When bodies are mastered by others as expendable tools for athletic goals, they are adapted to the scheme and structures of this world (Rom. 12:2), denying bodily integrity and excellence which are not in keeping with God’s good, pleasing, and perfect will. When we conform to such patterns in sports—which we all have been guilty of at some time in sports and life—we can return to Romans 12:1-2 with the hope of Paul’s encouragement to “be transformed by the renewing of your minds.” Mind renewal is part of the ethical surrendering of our bodies to God in worship. Karl Barth sees the change of mind as a kind of repentance. Primary to true worship is repentance, which consists of renewing our minds which “is the act of rethinking.” He says that the act of repentance brings us back to the thought of God which is “the prelude to a new action,” that is, behavior that is well-pleasing to God.3 May our actions in sports be disturbed by the thought of God so that our way of inhabiting sports is a consequence of God’s grace and mercy, resulting in bodies that sacrificially and truly praise God.

{Published previously in Christian Ethics Today 33.3 (Summer 2023): 21-26.}

Footnotes

  1. Martin Luther King, Jr., “The American Dream,” Ebenezer Baptist Church, Atlanta, GA, July 4, 1965.
  2. See John G. Stackhouse, Why You’re Here: Ethics for the Real World (Oxford: Oxford University Press, 2018).
  3. Karl Barth, The Epistle to the Romans, 6th edition, trans. by Edwyn C. Hoskyns (Oxford: Oxford University Press, 1968), 437.

John B. White

Baylor University
John B. White, Practical Theology, Baylor University’s George W. Truett Theological Seminary

3 Comments

  • Ty Cobb says:

    It’s interesting to see this just as the Kansas City Chiefs star kicker Harrison Butker, a devout Catholic, is excoriated by the Woke for his criticisms of the Rainbow Reich at a Benedictine College commencement speech.

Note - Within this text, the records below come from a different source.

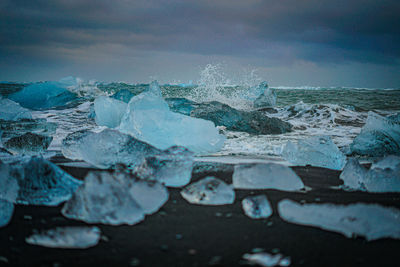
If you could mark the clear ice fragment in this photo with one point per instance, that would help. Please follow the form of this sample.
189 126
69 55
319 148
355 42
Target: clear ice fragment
257 207
317 151
266 176
369 220
12 111
209 191
80 237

    https://pagesix.com/2024/05/15/entertainment/harrison-butker-slammed-for-sexist-anti-lgbtq-commencement-speech/

  • Joseph Wallace says:

    Dr. White, thank you for your courageous and thorough treatment of this topic in your three part series. It will be more and more difficult to train our children and youth to keep sports in their proper perspective when youth traveling teams have taken over entire weekends for the families involved (and often the kids playing are children).

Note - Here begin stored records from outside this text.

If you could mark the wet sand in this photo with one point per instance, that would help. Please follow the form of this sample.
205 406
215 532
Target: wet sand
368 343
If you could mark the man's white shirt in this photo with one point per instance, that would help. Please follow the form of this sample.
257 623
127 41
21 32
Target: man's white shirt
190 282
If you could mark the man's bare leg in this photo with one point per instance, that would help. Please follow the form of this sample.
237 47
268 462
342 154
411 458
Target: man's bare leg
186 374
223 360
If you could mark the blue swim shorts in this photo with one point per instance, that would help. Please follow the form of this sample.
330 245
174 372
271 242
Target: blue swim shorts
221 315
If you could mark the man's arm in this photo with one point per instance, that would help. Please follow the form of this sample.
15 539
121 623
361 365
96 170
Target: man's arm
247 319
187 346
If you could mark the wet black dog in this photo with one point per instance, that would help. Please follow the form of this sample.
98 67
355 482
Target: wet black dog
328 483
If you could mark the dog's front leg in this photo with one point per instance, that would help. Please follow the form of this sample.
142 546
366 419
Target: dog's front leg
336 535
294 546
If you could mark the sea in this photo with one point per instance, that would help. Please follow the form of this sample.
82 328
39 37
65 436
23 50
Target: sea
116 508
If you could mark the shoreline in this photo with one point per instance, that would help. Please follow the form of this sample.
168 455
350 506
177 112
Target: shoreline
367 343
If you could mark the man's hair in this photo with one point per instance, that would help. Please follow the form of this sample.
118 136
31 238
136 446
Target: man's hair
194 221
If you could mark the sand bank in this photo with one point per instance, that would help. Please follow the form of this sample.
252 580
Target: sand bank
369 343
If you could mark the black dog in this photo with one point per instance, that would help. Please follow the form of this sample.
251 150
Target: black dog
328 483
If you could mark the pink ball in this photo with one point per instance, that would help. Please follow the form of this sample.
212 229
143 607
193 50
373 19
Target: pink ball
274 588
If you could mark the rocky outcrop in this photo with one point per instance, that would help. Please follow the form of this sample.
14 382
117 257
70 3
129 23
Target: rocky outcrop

    Similar to a university having its graduation services on a Sunday morning, the mixed messages we’ve sent our young people for a while now continue to erode the importance of separating our secular traditions with deep rooted fatih practices.

  • Matthew Vos says:

    Dr. White: I echo Joseph Wallace’s comments. Thanks very much for your work in developing this important topic. I’ve taught sociology of sport at the college level for more than 10 years, and I’ve found that the chapter on violence is the most difficult to teach, and for students to talk about. In my class I show part of a YouTube video of Mixed Martial Arts (MMA) fighting. Both fighters have deformed cauliflower ears, and in the clip I show, they call the fight after one fighter opens up the forehead of the other so deeply that the blood impedes his vision. I have difficulty getting any student to take a position that there is something theologically problematic with this. (Of course, it may be that some students are reticent to take a minority stance on an issue like this.) One of the questions I probe is whether a Christian is permitted to suspend care for the other in particular activities like sport. Another is “what is the spiritual meaning of various practices within sport?” What is the spiritual meaning of dominating the other? Of pushing to be first? What is “spiritual” excellence in sport, and so on? Big sport is right at the center of where we live as a culture. I find that a number of things unpalatable to historic Christianity become accepted, and even sought after by Christian people when enfolded into big sport. In an age when we have no end of hand-wringing over gender, I find it somewhat curious that we rarely talk about the ways in which sports define the ideal type man or a woman, and so frequently manhood is tied to the ability to dominate others and to bend them to your will. You’ve given us much to think about, and I appreciate your efforts.